Our Land, Our Clan, Our Freedom


In September of this year, my husband and I travelled to Scotland with our eldest son to deliver him safe and sound to Bible School. Before we got him settled into his dorm, we spent a few days exploring the Highlands of Scotland together. It was a bucket list trip, for sure. We made a list of all the places and things we wanted to see on our Epic Scotland Road Trip. I had a map, a GPS and box of Krispy Kremes donuts—we were ready for the adventure of a lifetime!

What we weren’t ready for was a profound knowing—a deep connection to the land under our feet and the people who bled and died here.

As a Metis person, residing in my traditional homeland, I feel a powerful connection to the land. I feel the heartbeat of my people here. I know their story in my head and in my heart. I hear their tears call to me from the rivers that flow through this land. I live with this awareness every day. It is heavy and threatens to overwhelm at times, but it also keeps me grounded and connected.

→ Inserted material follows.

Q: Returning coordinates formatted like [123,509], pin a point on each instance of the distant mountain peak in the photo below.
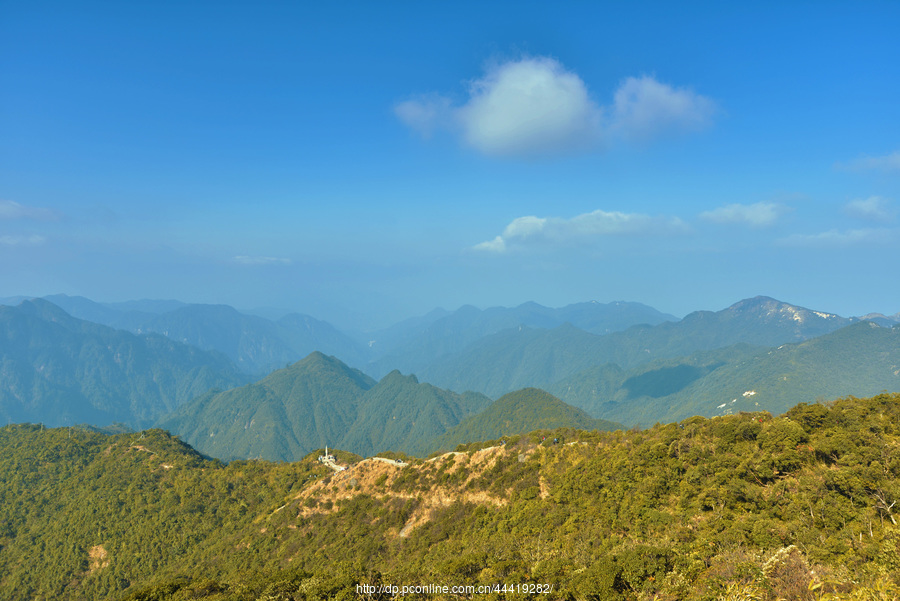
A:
[770,307]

Outside of my homeland, I have only felt this powerful pull to the land in one other place. Batoche, in northern Saskatchewan, was to be the Promised Land of my Metis ancestors. Driven from the banks of the Red River by the ever-progressing force of Canadian surveyors, the Metis journeyed to Batoche to establish a safe haven, a community of their own. This dream was short-lived. Surveyors arrived in Batoche and following a brief resistance the Metis leader, Louis Riel, was executed and his people were assimilated into the Dominion of Canada, forever carrying the dream of freedom in their blood, though silenced.

I was never able to fully explain this connection to the land to my husband. He is second generation Canadian, hailing from some unknown place in Scotland. His tie has never been to these prairie lands. His heart has also been drawn to mountaintops and wild, untamed wilderness spaces. On our trip to Scotland, I thought it was a quirk of personality but I realized it may be the cry that resides in his blood that calls him to these high land places.

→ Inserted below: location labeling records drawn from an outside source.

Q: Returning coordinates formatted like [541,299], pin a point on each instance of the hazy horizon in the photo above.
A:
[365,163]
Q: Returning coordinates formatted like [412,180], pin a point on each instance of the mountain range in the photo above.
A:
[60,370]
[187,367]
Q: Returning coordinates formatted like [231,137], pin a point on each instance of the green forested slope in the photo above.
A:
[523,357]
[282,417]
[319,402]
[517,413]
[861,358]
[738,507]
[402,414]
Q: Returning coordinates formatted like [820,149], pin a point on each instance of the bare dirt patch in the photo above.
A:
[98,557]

It took us mere hours on our Epic Scotland Road Trip to discover that the Forbes were no small or minor clan. Those Forbes were elbow deep in the intrigue and struggle that is Scotland’s history. Our stop at Forbes Castle revealed family connections that could be traced back to Robert the Bruce (think Braveheart era). The Forbes Clan has been tied to more than a dozen castles and fortresses across the highlands and their name is known on battlefields throughout the land. It was all very fascinating to us.

But fascination turned to sacred remembrance once we stepped on to the lands once owned by my husband’s ancestor, Duncan Forbes. This land was the site of one of the bloodiest battles in Scotland’s history. It marked the end of the fight for Scotland’s freedom and the beginning of brutality from the British occupiers. This land is better known as Culloden Moor and it was the place where the Highland way of life, the life of the Forbes Clan and their kin, was forever changed.

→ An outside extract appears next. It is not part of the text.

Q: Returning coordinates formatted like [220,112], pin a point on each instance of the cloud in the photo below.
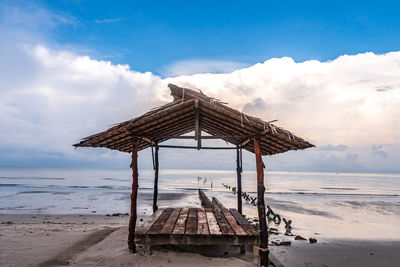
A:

Without going into further history lessons, the Lords of Scotland who were left standing after this battle, including Duncan Forbes, decided to exchange their freedom for peace. They made agreements with the British that would save lives while killing the hope of Scottish independence. And we felt it. We felt the call of the blood that once fueled the fight for freedom, once violently poured out on this field, and now is part of the grass under our feet. The call was for freedom. The call is still for freedom.

My husband, son and I were profoundly affected by our days in the Highlands. We all felt connected to the history and the humanity of the Scottish people. The plight of the Highlanders reminded me of the struggles of the Indigenous people of my homeland. I felt tied to this land too, the land of my settler relations for they were Scottish, as well.

There is a place deep within each one of us that craves the freedom to be who God created us to be. If we pay attention to that craving, it will grow within us. It will make us restless and unsettled in the ordinary. It will make us courageous as it calls us towards action. This is the God-created hunger for freedom that I felt there on the moor, on the banks of the river and in my very soul. This cry for freedom is ever present within me. It is the dream that propels me and the promise that sustains me. It is the idea that there will be a time, a place, and a space within me and around me that will hold my freedom and yours, like the divine gift it is.

I cannot define this freedom as anything more than the intent of God’s heart for each of his creation. That is what I feel in my every heartbeat and it is the hope I carry within me. It is the truth that flows though my blood.